Readers will appreciate his attempt to present the various sides of the doctrinal issues and then to contrast them with Islamic reality. I found little in his analysis to quarrel with and his discussion covers most of the important issues in Islamic economics. Nevertheless, two issues deserve discussion, because both deal with sins of omission, rather than commission.

In these essays Kuran does not focus on the original sources of Islam, but rather on their use by Islamic economists. I believe this to be a wise strategy since, in my reading of the Qur’an I found only few passages that deal with economic matters; and these, it must be added, are extremely vague. Of course, Islamic economists can also draw upon the recorded sayings of Muhammed, which are summarized in the 19 volume Encyclopedia of Hadith. Unfortunately for most of us, this is in Arabic and I have found no translations of the full encyclopedia.

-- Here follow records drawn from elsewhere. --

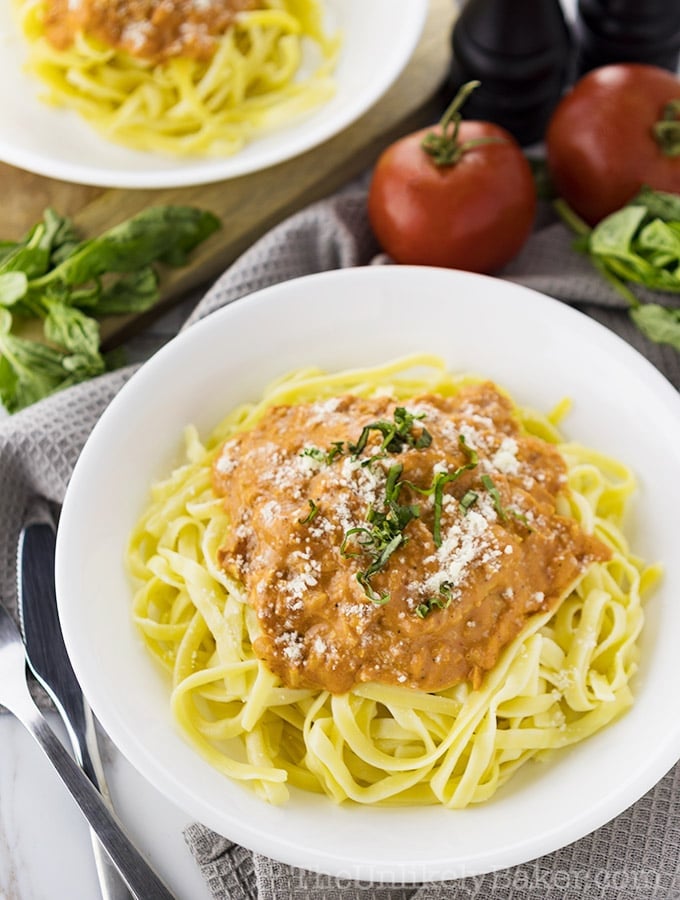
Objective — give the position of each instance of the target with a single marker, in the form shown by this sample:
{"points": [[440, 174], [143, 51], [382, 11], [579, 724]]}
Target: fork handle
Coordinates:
{"points": [[142, 881]]}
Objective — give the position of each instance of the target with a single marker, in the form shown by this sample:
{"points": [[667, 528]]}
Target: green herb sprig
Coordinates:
{"points": [[69, 284]]}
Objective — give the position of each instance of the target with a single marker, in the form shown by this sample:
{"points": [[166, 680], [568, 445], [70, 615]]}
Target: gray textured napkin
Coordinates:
{"points": [[634, 857]]}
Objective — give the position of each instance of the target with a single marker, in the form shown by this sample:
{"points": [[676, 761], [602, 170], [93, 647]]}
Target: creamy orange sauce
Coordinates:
{"points": [[503, 558], [153, 30]]}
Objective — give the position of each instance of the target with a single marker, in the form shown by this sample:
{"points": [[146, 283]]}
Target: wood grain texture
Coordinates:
{"points": [[252, 204]]}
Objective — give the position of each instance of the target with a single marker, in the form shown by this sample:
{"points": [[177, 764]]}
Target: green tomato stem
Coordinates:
{"points": [[667, 130], [443, 145]]}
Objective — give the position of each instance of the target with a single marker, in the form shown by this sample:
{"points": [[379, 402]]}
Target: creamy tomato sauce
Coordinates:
{"points": [[440, 610], [154, 30]]}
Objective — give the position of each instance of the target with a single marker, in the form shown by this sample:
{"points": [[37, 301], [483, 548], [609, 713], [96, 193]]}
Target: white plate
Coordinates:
{"points": [[541, 351], [379, 38]]}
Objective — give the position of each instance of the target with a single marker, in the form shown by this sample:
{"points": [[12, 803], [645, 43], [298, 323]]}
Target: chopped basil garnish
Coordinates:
{"points": [[383, 533], [441, 601], [468, 500], [396, 435], [487, 481], [313, 512]]}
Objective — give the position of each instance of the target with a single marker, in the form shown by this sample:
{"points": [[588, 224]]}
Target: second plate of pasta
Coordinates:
{"points": [[280, 78]]}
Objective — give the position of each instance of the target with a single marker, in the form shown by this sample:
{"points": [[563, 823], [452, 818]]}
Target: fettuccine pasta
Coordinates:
{"points": [[564, 676], [272, 65]]}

One can draw, of course, upon some translated partial summaries (I have found Ali, 1988, particularly useful since it presents both the Qur’anic verses as well as many of the relevant Hadith, all arranged by topic). Nevertheless, for someone writing on Islamic economics this situation leads to certain difficulties. For instance, from his study of the vast literature of Islamic economics Kuran emphasizes that Islamic economists believe that industrialists must charge “just” prices. But I have found evidence from the Hadith (discussed in detail in Pryor, 1985: 216) that Muhammed believed it to be Allah who raises and lowers prices, which suggests that humans cannot by themselves discover a just price. Given the uncertain authenticity of many Hadith and their many ambiguities, I believe Kuran was wise to focus primarily on how these original sources are used by those proclaiming themselves Islamic economists, rather than engage in exegesis..

My only real disappointment in the book was his discussion of economic and technological underdevelopment of Islamic nations. While I found his explanation of a change in the mentality in Middle Eastern nations and the inhibiting role of public opinion a millennium ago to be fascinating and useful, I regret that he did not include as his seventh chapter his own essay (2003), in which he argues that the Middle East fell behind the West because of the influence of three interlocking institutions which made difficult the accumulation of wealth for productive purposes in large enterprises. These were the Islamic law of inheritance, which scattered family wealth among a number of heirs; the absence in Islamic law of the concept of a corporation, which hindered investment by many people pooling their wealth; and the existence of the waqf (a charitable foundation), which has locked vast resources into unproductive organizations and activities.

Although Kuran’s book is rigorously argued and is of great value to specialists, it is also quite accessible to undergraduates and provides a useful and understandable introduction to both the doctrines of Islamic economics and how they are related to economic behavior in predominantly Islamic nations.

References:

Ali, Maulana Muhammad. 1988. A Manual of Hadith. New York: Olive Branch Press.

Kuran, Timur. 2003. “The Islamic Commercial Crisis: Institutional Roots of Economic Underdevelopment in the Middle East.” Journal of Economic History 63, no. 2 (June): 414-46.

Pryor, Frederic L. 1985. “The Islamic Economic System: A Review Article.” Journal of Comparative Economics 9, no. 2 (June): 197 224.

Thesaurus Islamicus Foundation. 2000. Encyclopedia of Hadith. Vaduz, Liechtenstein.

Frederic L. Pryor is the author of a forthcoming book entitled Economic Systems of Foraging, Agricultural, and Industrial Societies (New York: Cambridge University Press, 2005).